Problem with using PHPQuery

6.9k views Asked by At

I trying to use PHPquery to scrape web-page (free-lance.ru)

Equiv code in Simple HTML Dom is working:

include('simple_html_dom.php');

$shd = str_get_html($html);

$projects = array();
$i = 0;
foreach ($shd->find('.project-preview') as $work){
    $projects[$i]['name'] = $work->find('h3', 0)->children(1)->plaintext;
    $i++;
}

But i need it in PHPQuery.

I tried to use something like:

include('phpQuery.php');

$pq = phpQuery::newDocument($html);

foreach ($pq->find('.project-preview') as $work){
        echo 'wow';
}

But it doesn't working... sizeof($pq->find('.project-preview')) is 0

I will be very thankful for any help.

2

There are 2 answers

2
gnud On

Your code looks fine. This basically equivalient code ran just fine for me.

$q = phpQuery::newDocument('                                                    
<html>                                                                          
<body>                                                                          
<div class="findme">Lorem ipsum</div><div class="ignoreme">dolor sit amet</div> 
</body>                                                                         
</html>                                                                         
'                                                                               
);                                                                              

foreach($q->find('.findme')  as $tag) {                                         
    echo 'Found: '.$tag->tagName."(".$tag->getAttribute('class').")\n";         
}

Result:

Found: div(findme)

So, the question becomes:

  • Are you getting any errors? (and is error_reporting turned on? What about display_errors?)
  • What does your HTML look like?

Update:

From your comment below, it turns out you're trying to open a html file with newDocment(). That just won't work. You have to use newDocumentFile() - or read the file contents yourself, and then use newDocument(), passing what you read to phpQuery.

2
KoalaBear On

I had the same question! So answering for the next visitors to this question.

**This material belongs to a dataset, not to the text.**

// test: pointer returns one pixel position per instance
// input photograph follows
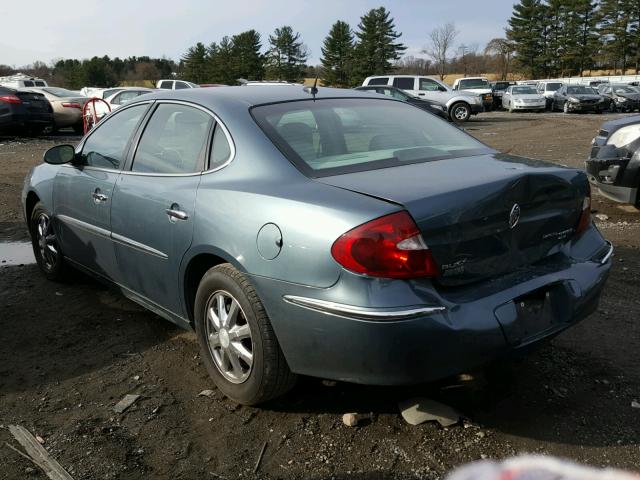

Simple HTML Dom has some memory leak problems. You have to be very carefull when you are 'cloning' object by its selector. Avoid it!

With phpQuery it is only one command which clears all, as far as I know.

phpQuery::unloadDocuments();

I tested phpQuery. Which looks like it has NO memory leaks. Also very very low memory usage. Only 4 kB on a file of 90 kB. So it looks like it parses real-time and does not have the document in memory. At least that is what I found, I could be wrong.

Also tried creating 20-30 docs and use unload every time, no memory increase... nice!

Here's me answer:

include('phpQuery.php');

$pq = phpQuery::newDocument($html);

$projects = array();
$i = 0;

foreach ($pq['.project-preview'] as $work) {
    // iteration returns PLAIN dom nodes, NOT phpQuery objects
    $pqwork = pq($work);

    $projects[$i]['name'] = $pqwork['div']->eq(1)->text();
    // Unfortunately pq($work)['div']->eq(1)->text(); does not work

    $i++;
}

phpQuery::unloadDocuments();

Would be nice if there we're some more examples of the basic things! Good project, bad documentation. Or at least I couldn't find the documentation which explain text() function for example.

Benchmarks estimates:

  • phpQuery is ~ 3,5 faster in loading documents.

  • Simple HTML Dom looks ~ 30% faster in selecting :(